Keeping the audience of readers engaged is particularly important because of the five-month duration of “Sister of Shattering Glass.” Catmull was an excited participant of Moore’s first text-message play — “It’s really fun if you’re doing it with other people,” she says — but she isn’t sure how this one will go because, as a writer, the medium is unexplored territory for her.
Moore isn’t too worried, however. The duration “lets the story feel unlike anything else,” he writes me in a text message.
I don’t normally conduct an interview partially through text message, but it just feels apt given why Moore and I are speaking in the first place. He’s on board with the story-through-text format if it means drawing younger people to reading.

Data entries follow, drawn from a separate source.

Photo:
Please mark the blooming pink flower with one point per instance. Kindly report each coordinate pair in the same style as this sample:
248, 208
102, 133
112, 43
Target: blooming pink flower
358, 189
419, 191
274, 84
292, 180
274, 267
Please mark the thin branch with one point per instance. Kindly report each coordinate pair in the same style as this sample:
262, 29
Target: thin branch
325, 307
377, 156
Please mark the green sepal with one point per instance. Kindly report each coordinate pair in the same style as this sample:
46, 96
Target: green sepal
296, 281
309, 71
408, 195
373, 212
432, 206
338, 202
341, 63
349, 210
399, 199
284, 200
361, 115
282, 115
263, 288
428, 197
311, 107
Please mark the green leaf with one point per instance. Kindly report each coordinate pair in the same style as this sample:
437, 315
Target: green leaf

“The idea that (‘Simulation’) was able to come to young people in a way that was more comfortable to them than adults, that was gratifying in a way,” Moore says. “I decided to do this again because it could be a gateway to reading books, reading stories.”
And it doesn’t take much to become involved. Just pay for your $6 ticket on the play’s Kickstarter campaign site, text a verification code and wait for the adventure to reach your phone. If you fork over more than the required amount, the money goes into a pool that young people can tap into — so it “feels more like a fundraising campaign with a good heart,” Moore says. Ticket sales end Monday.
“It’s a tiny adventure,” Catmull says. “You don’t have to hire a babysitter or leave the house or sit in an uncomfortable theater where it’s too hot or too cold. You just get a little ‘twing’ on your phone every now and then. I’m trying to get people to be a little more adventurous with their art.”
‘SISTER OF SHATTERING GLASS’
What: A fantasy-adventure story that you receive in pieces via text message over the course of five months. All you need is a cellphone.